By Michael Kay on July 24, 2006 at 02:18p.m.

Some XSLT processors (XSLTC for example) compile stylesheets into Java bytecode (or equivalently, other intermediate codes such as CIL on .NET). I believe the technique is also used by some XQuery processors. Some users assume that a product that compiles to bytecode will be necessarily faster than an interpreter. I've tended to argue that high-level optimizations are more important, and that compiling expressions to bytecode might reduce the scope for high-level optimizations, if only by making them more complex to implement and debug.

I set out today to do some experiments. First I wrote, by hand, the Java code that I would expect a bytecode compiler to generate in order to evaluate the path expression /site/regions/namerica/item against the XMark benchmark dataset. I did most of my experiments with the 10Mb version of this dataset, in which the above path expression selects 1000 elements. Then I tried to compare the performance of this hand-written code with the way that Saxon evaluates this expression.

First problem: building the 10Mb tree takes around 1.4 seconds, while evaluating the path expression takes about 0.2ms. So we can immediately see that we're not going to get any worthwhile savings from compiled path expressions unless we execute a very large number of them. So I wrote code the execute the path expression repeatedly N times, with N going up to 50,000.

Next problem: when the path expression was embedded in XSLT or XQuery, Saxon worked very hard to avoid evaluating it repeatedly. I found myself having a real struggle constructing an expression that defeated the optimizer and the lazy evaluation logic; in my early attempts, evaluating the path expression 50,000 times took no longer than evaluating it once. This rather verifies my earlier point that high-level optimizations are more important.

When I finally found a way of constructing the loop that was too convoluted for the optimizer to do anything with, the problem was that I was executing a lot more code than the basic path expression. I solved this by modifying Saxon internally so that, while executing the XSLT code, it artificially invoked my hand-written code for this specific path expression rather than the general path expression code. This made the results for XSLT interpretation and the pretend-compiled code finally comparable.

The pure handwritten code for the path expression took 5448ms for 50,000 iterations (each selecting 1000 nodes, remember): that's about 9 million nodes per second. Incorporating this into the stylesheet increased the time to 7591ms, because of the anti-optimization logic. The pure XSLT stylesheet took 10264ms.

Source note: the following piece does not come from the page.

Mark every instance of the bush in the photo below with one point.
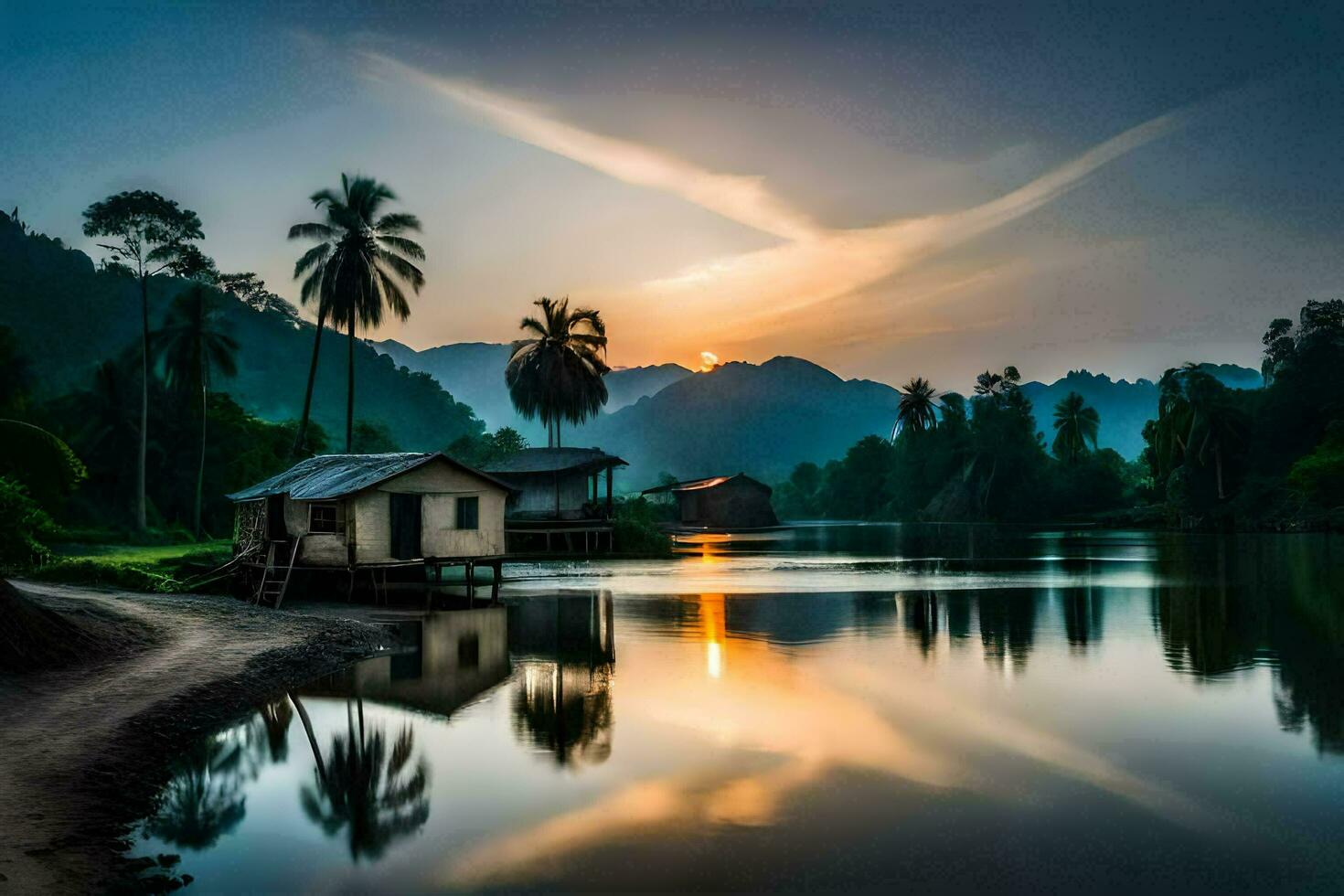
(20, 524)
(1318, 477)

So, my conclusion is that there's potential to increase the speed of evaluation of path expressions by about 25% by compiling them down to bytecode or CIL. However, the typical stylesheet spends only a small amount of its time executing path expressions. The end-to-end benefit for most users is therefore likely to be rather smaller: perhaps 10% at best.

Perhaps there's also scope for compilation in other parts of the code, for example serialization. It's not obvious, though. More promisingly, perhaps there are higher savings to be made with more complex path expressions. As the academics say when applying for grant money, further research is needed.